The Central Bank's program to jump-start Russia's paralyzed banking system already has opened the way for some banks to pay their debts, a bank official said Saturday.

Reviving commercial bank activities is one of the priorities Russia's new prime minister, Yevgeny Primakov, has set to help bring an end to the nation's economic.In the past month, Russia's currency has been devalued, the country has defaulted on its loans and it has changed governments. Primakov, who was confirmed by parliament on Sept. 11, has yet to name his entire Cabinet.

Commercial banks have been brought to the brink of bankruptcy, and their virtual shutdown for the past two weeks has brought other commercial activities to a standstill.

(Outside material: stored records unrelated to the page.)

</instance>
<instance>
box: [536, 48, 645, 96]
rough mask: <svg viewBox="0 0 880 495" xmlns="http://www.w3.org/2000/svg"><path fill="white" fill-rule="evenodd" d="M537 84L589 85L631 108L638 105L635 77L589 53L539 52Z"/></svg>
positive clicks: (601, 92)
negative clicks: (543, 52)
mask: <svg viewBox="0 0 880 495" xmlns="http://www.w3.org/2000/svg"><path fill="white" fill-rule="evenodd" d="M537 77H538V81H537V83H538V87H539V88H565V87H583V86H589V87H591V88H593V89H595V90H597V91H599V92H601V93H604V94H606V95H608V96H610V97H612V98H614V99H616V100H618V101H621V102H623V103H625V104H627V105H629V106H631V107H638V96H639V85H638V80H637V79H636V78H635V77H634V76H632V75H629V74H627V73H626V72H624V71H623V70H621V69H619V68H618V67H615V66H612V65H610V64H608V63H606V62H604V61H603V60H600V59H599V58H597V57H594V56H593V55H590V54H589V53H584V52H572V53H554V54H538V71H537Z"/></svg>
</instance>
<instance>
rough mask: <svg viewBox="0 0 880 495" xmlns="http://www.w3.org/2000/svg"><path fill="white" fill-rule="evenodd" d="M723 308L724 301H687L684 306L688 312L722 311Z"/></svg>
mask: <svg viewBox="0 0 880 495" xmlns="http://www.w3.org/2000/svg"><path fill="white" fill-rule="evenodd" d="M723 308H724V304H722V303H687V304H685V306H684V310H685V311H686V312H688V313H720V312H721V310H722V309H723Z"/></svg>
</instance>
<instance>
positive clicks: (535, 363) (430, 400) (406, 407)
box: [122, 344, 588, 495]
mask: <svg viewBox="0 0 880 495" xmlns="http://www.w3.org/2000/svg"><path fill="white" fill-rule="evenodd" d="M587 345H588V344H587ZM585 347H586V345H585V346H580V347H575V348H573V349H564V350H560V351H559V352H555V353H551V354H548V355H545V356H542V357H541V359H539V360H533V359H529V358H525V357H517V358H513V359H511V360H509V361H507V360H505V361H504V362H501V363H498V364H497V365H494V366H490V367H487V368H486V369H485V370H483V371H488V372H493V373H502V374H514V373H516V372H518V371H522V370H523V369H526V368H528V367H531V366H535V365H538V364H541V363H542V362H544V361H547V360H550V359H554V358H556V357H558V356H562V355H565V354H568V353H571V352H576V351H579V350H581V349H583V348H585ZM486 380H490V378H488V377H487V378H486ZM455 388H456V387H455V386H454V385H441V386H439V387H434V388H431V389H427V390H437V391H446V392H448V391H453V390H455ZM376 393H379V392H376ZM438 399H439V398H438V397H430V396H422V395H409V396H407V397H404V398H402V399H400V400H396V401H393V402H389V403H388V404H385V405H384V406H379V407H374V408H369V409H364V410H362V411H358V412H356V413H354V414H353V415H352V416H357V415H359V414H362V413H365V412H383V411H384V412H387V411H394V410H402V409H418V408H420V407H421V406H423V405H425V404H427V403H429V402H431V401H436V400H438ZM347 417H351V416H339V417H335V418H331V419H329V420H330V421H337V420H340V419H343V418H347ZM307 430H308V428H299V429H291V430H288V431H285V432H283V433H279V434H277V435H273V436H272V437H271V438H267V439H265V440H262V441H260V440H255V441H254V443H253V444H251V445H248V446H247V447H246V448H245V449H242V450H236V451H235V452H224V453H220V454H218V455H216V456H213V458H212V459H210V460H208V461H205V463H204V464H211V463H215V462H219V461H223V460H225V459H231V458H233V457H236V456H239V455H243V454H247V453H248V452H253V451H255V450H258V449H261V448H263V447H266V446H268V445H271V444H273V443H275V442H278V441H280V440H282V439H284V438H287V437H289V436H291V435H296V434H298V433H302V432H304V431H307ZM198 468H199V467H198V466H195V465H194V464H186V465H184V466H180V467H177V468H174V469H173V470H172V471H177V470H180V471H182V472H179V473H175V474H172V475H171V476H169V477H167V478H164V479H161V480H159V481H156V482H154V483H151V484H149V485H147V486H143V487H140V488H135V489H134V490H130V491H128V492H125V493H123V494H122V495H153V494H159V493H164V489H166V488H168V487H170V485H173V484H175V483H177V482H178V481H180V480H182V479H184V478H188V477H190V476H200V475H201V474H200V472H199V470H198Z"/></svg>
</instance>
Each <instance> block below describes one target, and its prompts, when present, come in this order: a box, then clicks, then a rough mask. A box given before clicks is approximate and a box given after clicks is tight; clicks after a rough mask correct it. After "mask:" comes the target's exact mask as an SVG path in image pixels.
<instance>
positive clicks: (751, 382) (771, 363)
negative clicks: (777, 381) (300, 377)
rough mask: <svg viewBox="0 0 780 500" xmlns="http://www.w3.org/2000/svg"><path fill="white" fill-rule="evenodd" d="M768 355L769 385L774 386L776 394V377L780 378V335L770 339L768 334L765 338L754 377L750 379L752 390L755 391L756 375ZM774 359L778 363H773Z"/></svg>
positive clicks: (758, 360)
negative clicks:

The Central Bank started Friday helping banks clear their debts to one another by allowing them to use reserves stored in the Central Bank to pay their liabilities. Commercial banks are required to keep some of their reserves in the Central Bank.

Andrei Kozlov, first deputy chairman of the Central Bank, said the program had been successful so far, the Interfax news agency reported. He said it had gone particularly well in St. Petersburg, Samara and Yekaterinburg - though the vast majority of banks are concentrated in Moscow.

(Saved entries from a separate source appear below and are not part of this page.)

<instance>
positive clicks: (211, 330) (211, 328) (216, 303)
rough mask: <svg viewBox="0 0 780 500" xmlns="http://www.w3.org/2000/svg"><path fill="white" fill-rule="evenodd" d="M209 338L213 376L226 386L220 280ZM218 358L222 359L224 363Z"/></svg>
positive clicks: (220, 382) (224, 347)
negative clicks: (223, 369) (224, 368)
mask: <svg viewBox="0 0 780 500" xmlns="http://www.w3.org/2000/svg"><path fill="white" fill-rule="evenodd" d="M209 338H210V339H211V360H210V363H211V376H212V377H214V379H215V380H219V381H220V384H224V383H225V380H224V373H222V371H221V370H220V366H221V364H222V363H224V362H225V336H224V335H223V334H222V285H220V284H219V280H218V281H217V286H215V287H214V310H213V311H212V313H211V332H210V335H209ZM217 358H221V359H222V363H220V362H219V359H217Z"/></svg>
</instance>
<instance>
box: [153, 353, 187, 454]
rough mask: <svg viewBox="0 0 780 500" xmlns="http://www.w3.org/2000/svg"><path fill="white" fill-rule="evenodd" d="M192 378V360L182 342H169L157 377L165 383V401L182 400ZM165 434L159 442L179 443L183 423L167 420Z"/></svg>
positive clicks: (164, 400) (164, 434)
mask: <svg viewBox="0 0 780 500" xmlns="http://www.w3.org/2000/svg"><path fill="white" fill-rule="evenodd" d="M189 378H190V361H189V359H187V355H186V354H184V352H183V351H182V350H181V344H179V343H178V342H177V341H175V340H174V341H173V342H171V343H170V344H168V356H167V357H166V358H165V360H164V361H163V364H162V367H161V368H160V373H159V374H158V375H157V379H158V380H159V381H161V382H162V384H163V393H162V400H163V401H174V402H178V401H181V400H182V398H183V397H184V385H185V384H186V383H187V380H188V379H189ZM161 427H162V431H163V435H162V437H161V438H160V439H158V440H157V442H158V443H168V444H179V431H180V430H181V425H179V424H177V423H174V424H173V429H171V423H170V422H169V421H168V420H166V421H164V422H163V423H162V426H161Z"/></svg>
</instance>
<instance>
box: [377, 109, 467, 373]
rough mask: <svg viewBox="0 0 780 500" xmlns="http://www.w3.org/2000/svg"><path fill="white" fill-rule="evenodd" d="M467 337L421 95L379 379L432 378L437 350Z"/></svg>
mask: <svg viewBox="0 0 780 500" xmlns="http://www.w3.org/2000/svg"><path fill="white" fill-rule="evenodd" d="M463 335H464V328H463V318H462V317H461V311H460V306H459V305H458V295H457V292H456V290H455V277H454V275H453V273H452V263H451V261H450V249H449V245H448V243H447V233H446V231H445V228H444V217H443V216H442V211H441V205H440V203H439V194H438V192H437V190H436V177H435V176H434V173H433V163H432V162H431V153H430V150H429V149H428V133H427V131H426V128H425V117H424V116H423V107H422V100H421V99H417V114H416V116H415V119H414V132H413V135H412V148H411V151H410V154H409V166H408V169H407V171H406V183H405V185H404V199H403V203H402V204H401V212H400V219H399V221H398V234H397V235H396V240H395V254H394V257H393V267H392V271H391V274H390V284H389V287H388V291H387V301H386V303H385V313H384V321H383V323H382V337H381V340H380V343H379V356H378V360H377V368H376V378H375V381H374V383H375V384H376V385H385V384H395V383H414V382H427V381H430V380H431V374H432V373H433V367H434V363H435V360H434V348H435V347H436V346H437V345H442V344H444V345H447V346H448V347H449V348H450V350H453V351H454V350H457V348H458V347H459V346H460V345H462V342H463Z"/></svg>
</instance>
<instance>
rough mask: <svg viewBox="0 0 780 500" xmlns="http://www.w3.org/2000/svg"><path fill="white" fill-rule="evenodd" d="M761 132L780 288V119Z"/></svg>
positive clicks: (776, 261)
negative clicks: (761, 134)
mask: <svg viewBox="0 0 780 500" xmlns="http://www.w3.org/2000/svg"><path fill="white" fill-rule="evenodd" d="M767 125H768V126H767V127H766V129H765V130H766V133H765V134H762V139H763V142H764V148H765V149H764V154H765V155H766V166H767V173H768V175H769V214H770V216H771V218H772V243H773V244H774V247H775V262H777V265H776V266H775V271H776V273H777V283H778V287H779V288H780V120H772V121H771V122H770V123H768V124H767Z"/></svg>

The Central Bank has also promised to buy government bonds held by the commercial banks at prices much higher than their actual market value. The move is intended to help banks so they can begin paying debts and getting money back into the economy.

The Central Bank's plans are expected to involve the printing of billions of new rubles, which almost certainly will contribute to inflation. Consumer prices have already begun to soar after being kept under control for more than a year.